The deciding factor is not subjective...it's either objectively true or objectively false. The only way a prophecy can "be what people want it to be" is if it's so vague as to describe nothing...like daily horoscopes. If it's at all specific, then a prophecy is simply true or false.
That is not what I meant. What I referred to is that for thousands of years the prophecies to which we refer were suspected, intuited, imagined and perceived as being close, just around the corner, and in every period where there were wars, conflicts, disasters, and other such events, it was imagined that
the end of the world was nigh.
I did not say that prophecy was what people wanted it to be, but rather that they in fact had no choice but to try to attempt to interpret the prophecies they read about, or which other people talked about, as having direct bearing on their lives, the situations around them. And as always this sense of foreboding had a 'Christian' function: to induce a sense of instability in them. If they were complacent about *the world* and themselves in that world they would not be able to find the motive to sever their hopes and longings from a mutable platform and turn instead to God and higher metaphysical ideas (or realities).
It is now, and in a sense *once again*, that the events of our world and what goes on around us seem to us similarly devious, unsustainable, as if portending momentous changes of a dark sort. For some the *climate crisis* is a physical manifestation rising out of the Earth itself, or more properly the *atmospheric gods*, that communicates to them that life is not secure, but also that something is fundamentally wrong, and indeed that their is something fundamentally wrong with
them. It then becomes a question of application of *interpretation* (in that sense I used the term hermeneutics) to try to 'divine' what the meaning of all this is. But the essential factor is the sense that the foundation, the understructure of life in so many areas and senses is unstable.
It seems to produce a form of desperation.
But all of this has been felt, in greater or lesser degrees of course, depending on the moment, for hundreds of years, and it was all of the same 'species'. Obviously, with advent of the Great War and the destruction that followed (so I have read) faith in the continuity of *civilized* life was severely affected.

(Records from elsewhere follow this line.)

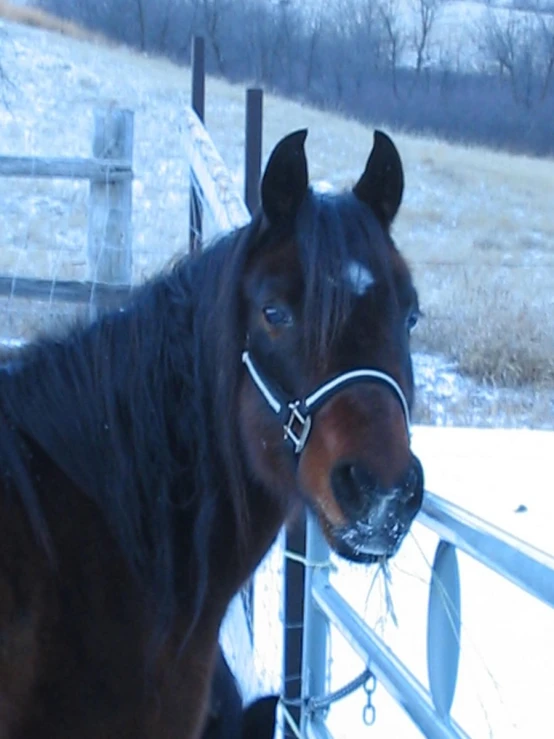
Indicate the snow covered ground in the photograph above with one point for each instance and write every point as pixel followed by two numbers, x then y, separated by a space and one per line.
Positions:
pixel 507 644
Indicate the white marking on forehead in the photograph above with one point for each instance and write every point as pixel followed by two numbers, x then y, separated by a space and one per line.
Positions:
pixel 359 277
pixel 322 186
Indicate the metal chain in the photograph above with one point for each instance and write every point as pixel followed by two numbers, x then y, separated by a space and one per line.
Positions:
pixel 367 678
pixel 369 708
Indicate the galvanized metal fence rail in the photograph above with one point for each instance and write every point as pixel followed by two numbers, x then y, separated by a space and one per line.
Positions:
pixel 527 567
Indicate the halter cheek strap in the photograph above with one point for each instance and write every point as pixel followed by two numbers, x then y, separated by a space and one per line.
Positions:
pixel 296 415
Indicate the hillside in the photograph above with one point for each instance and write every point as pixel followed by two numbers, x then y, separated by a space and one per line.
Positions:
pixel 476 225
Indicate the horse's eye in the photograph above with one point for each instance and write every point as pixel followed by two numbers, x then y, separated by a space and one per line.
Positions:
pixel 411 321
pixel 277 315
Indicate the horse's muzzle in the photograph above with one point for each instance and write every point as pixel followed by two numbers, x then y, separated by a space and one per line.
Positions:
pixel 378 517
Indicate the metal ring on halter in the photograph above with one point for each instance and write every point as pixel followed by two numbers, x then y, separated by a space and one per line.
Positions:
pixel 297 414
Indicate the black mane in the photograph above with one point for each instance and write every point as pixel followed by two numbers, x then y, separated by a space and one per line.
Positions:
pixel 137 407
pixel 125 408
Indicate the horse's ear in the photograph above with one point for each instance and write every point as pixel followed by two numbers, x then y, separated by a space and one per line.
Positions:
pixel 259 719
pixel 285 179
pixel 382 183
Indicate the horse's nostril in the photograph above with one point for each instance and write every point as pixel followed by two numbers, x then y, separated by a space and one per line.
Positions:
pixel 352 484
pixel 412 485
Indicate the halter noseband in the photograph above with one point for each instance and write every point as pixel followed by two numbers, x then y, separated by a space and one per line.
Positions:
pixel 296 415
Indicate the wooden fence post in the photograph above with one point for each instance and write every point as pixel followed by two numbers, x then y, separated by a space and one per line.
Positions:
pixel 111 202
pixel 253 153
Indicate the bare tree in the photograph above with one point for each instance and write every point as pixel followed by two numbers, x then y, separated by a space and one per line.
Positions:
pixel 424 17
pixel 216 17
pixel 521 47
pixel 394 35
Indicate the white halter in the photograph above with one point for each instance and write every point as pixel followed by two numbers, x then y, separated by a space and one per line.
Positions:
pixel 297 414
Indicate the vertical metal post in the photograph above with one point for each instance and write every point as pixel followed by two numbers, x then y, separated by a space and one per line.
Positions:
pixel 198 105
pixel 294 619
pixel 110 247
pixel 253 154
pixel 316 625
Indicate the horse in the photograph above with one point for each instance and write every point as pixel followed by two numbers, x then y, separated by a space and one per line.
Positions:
pixel 149 458
pixel 226 717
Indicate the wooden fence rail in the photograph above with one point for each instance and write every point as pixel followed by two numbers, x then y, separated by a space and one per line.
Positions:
pixel 109 251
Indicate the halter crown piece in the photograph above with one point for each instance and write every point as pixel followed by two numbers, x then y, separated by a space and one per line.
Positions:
pixel 296 415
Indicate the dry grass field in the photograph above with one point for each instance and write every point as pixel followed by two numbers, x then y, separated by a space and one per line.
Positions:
pixel 477 226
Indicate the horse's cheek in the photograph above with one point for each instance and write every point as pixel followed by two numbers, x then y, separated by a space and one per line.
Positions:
pixel 315 479
pixel 263 444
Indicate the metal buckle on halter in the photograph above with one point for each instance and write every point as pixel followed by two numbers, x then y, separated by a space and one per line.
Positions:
pixel 304 422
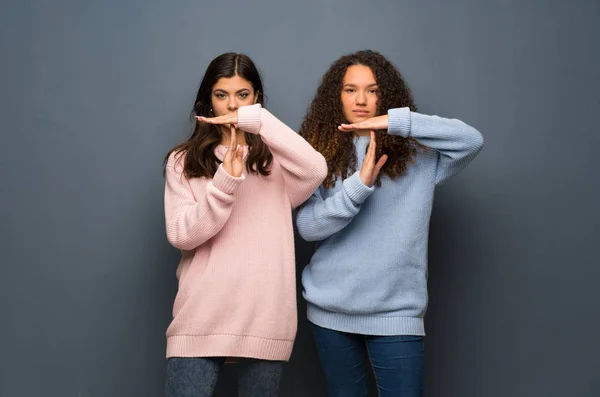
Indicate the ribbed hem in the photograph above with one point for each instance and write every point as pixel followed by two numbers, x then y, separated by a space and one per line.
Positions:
pixel 226 345
pixel 356 189
pixel 225 182
pixel 365 325
pixel 249 118
pixel 399 122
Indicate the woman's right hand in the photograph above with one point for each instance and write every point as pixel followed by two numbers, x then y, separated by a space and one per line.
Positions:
pixel 369 169
pixel 233 160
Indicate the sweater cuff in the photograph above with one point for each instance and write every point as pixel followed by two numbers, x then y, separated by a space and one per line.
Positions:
pixel 356 189
pixel 399 122
pixel 225 182
pixel 249 118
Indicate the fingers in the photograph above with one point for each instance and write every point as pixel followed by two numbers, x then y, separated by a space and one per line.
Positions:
pixel 351 127
pixel 230 118
pixel 380 164
pixel 233 139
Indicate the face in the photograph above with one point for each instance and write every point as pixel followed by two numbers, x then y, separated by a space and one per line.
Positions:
pixel 359 94
pixel 229 93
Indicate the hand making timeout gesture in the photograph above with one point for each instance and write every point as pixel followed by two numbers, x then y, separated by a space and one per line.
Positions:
pixel 233 160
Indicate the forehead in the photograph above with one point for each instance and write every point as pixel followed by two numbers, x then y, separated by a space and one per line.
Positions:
pixel 232 84
pixel 359 75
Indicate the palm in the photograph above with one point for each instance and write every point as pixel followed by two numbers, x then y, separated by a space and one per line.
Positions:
pixel 374 123
pixel 370 170
pixel 233 160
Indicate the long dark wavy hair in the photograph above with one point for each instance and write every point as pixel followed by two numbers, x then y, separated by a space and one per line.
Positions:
pixel 325 114
pixel 199 149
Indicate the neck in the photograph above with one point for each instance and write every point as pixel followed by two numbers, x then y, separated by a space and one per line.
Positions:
pixel 226 136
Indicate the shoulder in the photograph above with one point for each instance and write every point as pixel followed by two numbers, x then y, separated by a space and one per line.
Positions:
pixel 176 161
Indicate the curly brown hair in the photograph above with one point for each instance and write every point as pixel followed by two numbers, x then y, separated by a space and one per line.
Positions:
pixel 325 114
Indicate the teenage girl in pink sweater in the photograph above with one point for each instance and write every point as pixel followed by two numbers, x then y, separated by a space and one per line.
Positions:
pixel 229 193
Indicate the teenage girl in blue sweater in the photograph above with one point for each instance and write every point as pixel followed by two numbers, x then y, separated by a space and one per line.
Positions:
pixel 366 284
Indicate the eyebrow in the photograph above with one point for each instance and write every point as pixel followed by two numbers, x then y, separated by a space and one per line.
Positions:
pixel 354 85
pixel 237 92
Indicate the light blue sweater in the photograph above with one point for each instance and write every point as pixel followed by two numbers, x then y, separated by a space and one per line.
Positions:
pixel 369 272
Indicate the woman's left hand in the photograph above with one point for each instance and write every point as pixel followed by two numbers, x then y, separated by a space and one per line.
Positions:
pixel 226 119
pixel 374 123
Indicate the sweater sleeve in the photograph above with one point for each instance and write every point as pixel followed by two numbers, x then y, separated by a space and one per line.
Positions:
pixel 455 142
pixel 303 167
pixel 193 217
pixel 319 218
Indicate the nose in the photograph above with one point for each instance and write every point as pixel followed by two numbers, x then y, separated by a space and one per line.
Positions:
pixel 361 98
pixel 232 104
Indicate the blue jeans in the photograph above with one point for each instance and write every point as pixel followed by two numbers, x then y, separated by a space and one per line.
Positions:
pixel 197 377
pixel 397 363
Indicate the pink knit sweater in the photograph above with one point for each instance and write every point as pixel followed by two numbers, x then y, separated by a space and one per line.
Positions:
pixel 237 288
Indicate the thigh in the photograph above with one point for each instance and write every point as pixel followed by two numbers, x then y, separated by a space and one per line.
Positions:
pixel 258 378
pixel 191 376
pixel 343 357
pixel 397 363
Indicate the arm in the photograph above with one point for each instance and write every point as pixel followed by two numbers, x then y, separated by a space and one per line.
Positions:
pixel 303 167
pixel 319 218
pixel 456 143
pixel 192 219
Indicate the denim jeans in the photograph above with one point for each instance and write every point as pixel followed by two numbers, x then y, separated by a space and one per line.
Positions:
pixel 197 377
pixel 397 363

I read not long ago someone who had written that the sense of trust in life itself as a stable platform in Europe changed dramatically as a result of that shock. He said that one would have had to have lived prior to 1914 to have known that sense of faith and comfort that life offered, which as substantially shattered after that terrible war -- and of course those that followed it.
In my view it is clear that the modern era seems to be one of acceleration in all areas, but though it is said that life improves and gets better with every passing advance, it does seem to me that people generally sense that things get that much more insecure, and that it is not really possible to have great faith in these developments.
This interests me, of course, because I sense that (certainly in the US, I am uncertain how other people perceive it) the loss of faith in an understructure the world provides leads to a tremendous and mounting psychic insecurity. It seems to me this insecurity and angst lead to an internal condition of susceptibility to *hysteria*.